Nationalpark Hunsruck-Hochwald

National Park Office

A natural habitat needs people in the background and behind the scenes.

If one simply wants to allow nature to grow, then why is an office needed? The territory of Hunsrück-Hochwald National Park covers around 10,000 hectares spread out over the states of Saarland and Rhineland-Palatinate. The National Park Office plans, runs and maintains the National Park. Its duties include, for example, helping visitors, maintaining paths and regulating the wild animal population. 50 to 60 people work at the National Park Office, predominantly existing staff from state forests. The National Park’s work programme - the targets and measures required for the development of the National Park - are specified in the National Park plan.

55 employees make up the park’s team, as well as numerous external partners.. Already these few facts are clear: here everything has to be planned, landscaped, organised and accounted for.

In short: The National Park needs a management structure with a manager, team and technology - and therefore, it needs the National Park Office. The National Park Office distributes its tasks among three departments, each with its own manager.



If you click on the image a PDF file will be downloaded.

Department 1 - Internal affairs

From  rubbers to rangers, everything has to be procured, paid for and provided. Resource management is one of the main tasks of Department 1. The annual planning of finances and work capacities, personal matters, labour organisation, management of space and equipment, tenders, cost calculations, approvals ... In other words, office work. This department sorts out cross-sectional challenges for all departments.. It plans and organises, for example, the deployment of more than 30 future rangers. It is therefore a garantor for the smooth operation of the entire National Park

Department 2 - Creative and partner-orientated

The department of public relations, communications, environmental education and forest experience is the face of the National Park to the outside world, for tourism, regional development and the media as well as the public, guests and educational partners. This is where the image of the National Park is shaped, educational concepts and events are developed, and programmes for visitors are gotten off the ground. Information points and the future National Park gates, exhibitions and trade fairs, websites and the use of social media are also areas which this department deals with, as well as managing visitors and making the National Park as accessible as possible.
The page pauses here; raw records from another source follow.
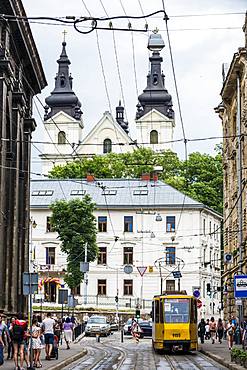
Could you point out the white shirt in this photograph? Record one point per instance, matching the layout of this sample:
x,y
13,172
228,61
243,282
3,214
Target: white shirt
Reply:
x,y
48,325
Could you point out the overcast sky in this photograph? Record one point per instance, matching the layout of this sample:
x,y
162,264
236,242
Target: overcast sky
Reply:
x,y
198,57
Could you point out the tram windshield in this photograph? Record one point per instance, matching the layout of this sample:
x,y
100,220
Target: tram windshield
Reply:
x,y
176,310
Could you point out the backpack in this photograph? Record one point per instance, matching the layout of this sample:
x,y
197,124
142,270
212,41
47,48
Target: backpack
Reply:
x,y
19,328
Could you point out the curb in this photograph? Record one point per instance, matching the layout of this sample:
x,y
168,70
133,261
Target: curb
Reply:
x,y
68,361
220,360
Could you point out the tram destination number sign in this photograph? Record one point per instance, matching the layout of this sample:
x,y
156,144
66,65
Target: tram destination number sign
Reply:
x,y
240,286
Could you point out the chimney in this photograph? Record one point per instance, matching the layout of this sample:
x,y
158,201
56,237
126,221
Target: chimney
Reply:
x,y
145,177
90,178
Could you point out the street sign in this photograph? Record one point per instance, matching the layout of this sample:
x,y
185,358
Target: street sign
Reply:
x,y
240,286
128,269
142,270
176,274
199,303
30,282
196,293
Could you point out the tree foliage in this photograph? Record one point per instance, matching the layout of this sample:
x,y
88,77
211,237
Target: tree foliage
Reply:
x,y
200,177
75,224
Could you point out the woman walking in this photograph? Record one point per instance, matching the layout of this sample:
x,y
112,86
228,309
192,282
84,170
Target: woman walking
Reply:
x,y
212,327
36,343
68,331
220,330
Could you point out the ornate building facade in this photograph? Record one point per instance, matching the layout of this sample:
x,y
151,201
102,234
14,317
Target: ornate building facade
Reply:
x,y
233,113
64,126
21,77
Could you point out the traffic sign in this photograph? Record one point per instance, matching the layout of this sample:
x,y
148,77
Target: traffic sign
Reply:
x,y
176,274
196,293
199,303
128,269
240,286
142,270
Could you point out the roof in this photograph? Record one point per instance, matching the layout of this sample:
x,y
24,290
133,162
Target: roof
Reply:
x,y
112,193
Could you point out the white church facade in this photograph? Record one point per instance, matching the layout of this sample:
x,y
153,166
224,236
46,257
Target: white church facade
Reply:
x,y
64,133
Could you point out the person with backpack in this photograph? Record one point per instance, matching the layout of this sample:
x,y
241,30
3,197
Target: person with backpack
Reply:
x,y
212,327
230,333
18,329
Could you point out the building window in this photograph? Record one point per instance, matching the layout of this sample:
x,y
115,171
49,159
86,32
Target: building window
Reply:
x,y
49,227
102,257
128,287
102,224
170,224
128,224
107,146
154,137
170,285
102,287
128,256
50,255
170,255
61,137
204,226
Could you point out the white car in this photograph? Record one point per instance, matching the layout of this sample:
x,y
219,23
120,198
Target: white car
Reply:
x,y
97,325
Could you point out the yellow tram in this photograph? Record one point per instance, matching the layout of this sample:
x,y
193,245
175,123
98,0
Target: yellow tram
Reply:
x,y
174,322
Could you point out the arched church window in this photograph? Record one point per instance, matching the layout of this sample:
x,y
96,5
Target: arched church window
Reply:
x,y
107,146
154,137
61,137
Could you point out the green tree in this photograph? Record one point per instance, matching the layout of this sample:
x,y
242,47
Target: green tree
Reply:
x,y
75,224
200,177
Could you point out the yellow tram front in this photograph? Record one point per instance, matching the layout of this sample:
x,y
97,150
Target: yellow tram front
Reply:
x,y
174,322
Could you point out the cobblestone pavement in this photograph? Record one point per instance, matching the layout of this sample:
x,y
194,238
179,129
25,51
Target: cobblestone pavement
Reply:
x,y
111,354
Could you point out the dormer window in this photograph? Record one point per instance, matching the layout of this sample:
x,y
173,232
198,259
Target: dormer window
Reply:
x,y
107,146
154,137
61,137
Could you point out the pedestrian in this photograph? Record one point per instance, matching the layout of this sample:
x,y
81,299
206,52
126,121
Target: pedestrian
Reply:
x,y
207,329
48,329
68,331
212,328
220,330
230,333
136,330
202,330
18,329
2,329
36,343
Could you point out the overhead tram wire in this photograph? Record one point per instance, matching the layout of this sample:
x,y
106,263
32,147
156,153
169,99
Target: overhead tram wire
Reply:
x,y
179,106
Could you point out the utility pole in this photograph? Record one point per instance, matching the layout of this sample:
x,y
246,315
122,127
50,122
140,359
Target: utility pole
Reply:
x,y
239,177
85,277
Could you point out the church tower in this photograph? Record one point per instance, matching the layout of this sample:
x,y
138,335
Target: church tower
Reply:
x,y
155,116
62,119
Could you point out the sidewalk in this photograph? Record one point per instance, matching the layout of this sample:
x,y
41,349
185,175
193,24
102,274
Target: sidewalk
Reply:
x,y
220,353
65,357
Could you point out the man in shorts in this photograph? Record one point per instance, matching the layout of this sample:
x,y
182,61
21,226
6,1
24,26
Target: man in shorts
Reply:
x,y
48,330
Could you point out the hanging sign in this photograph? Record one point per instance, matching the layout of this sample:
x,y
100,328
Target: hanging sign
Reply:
x,y
142,270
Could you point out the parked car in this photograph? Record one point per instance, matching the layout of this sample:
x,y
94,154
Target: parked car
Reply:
x,y
145,325
97,325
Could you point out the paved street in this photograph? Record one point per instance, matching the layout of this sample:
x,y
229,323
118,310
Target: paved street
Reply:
x,y
110,353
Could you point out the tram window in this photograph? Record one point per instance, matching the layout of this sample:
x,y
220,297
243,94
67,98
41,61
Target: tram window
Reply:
x,y
161,312
157,307
176,310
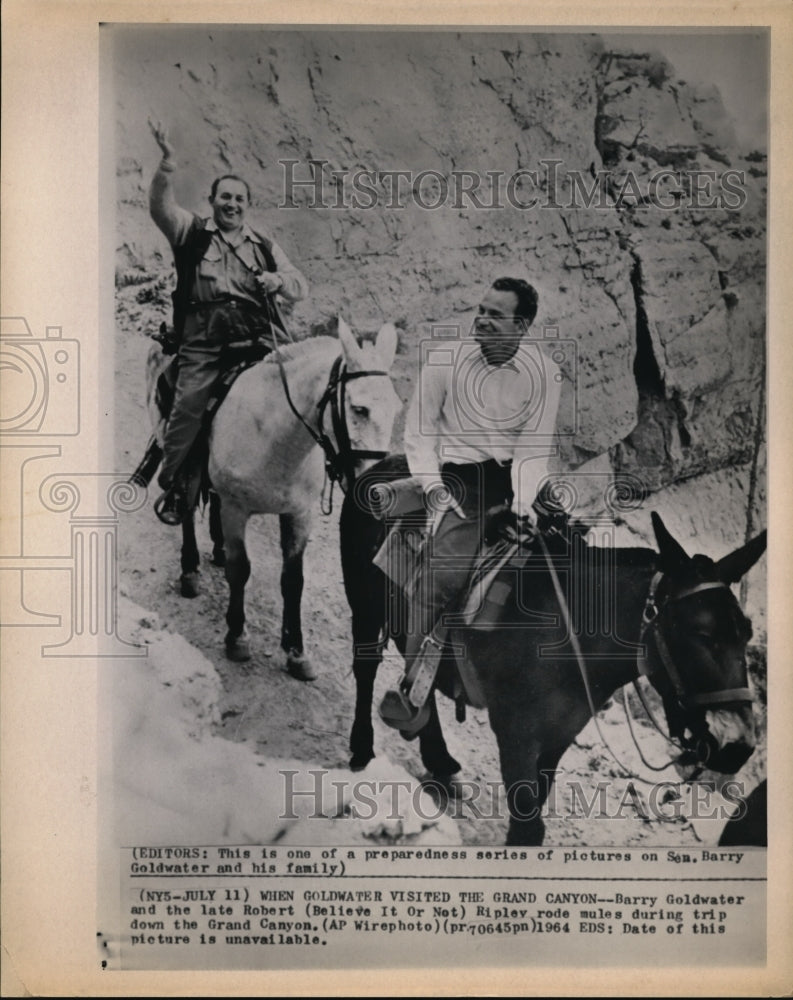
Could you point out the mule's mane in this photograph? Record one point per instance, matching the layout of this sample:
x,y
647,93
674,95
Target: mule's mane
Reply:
x,y
299,348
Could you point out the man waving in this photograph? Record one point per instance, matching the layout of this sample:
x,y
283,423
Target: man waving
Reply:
x,y
227,276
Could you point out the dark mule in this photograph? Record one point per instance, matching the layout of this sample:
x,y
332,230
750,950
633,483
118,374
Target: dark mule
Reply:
x,y
673,616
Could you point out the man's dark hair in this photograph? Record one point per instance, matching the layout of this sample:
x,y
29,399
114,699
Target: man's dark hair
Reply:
x,y
228,177
526,293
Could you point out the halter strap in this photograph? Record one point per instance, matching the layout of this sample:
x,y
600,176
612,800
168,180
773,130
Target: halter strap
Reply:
x,y
651,624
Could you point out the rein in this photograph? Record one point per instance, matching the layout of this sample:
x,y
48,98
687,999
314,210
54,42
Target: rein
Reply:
x,y
651,619
582,665
651,622
339,460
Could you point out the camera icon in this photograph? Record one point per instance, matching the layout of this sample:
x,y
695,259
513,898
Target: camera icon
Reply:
x,y
39,381
509,398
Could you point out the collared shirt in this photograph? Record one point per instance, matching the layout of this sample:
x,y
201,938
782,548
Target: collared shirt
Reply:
x,y
231,261
466,410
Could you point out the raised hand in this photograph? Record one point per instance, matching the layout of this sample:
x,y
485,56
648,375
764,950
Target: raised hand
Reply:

Department 3 - External affairs

Habitat development, caring for protected areas, measures in wetlands and forests, the monitoring of bark beetles and managing wildlife,  conceptualising routes and research. Everything which relates to the area of the National Park is dealt with by this department. They ensure that the core objective of the National Park, the large-scale protection of nature and its development, is met. This is where the National Park is “made”! This requires not only good local knowledge and professional expertise, but also patience and perseverance. The National Park is a work in progress with long development and design processes.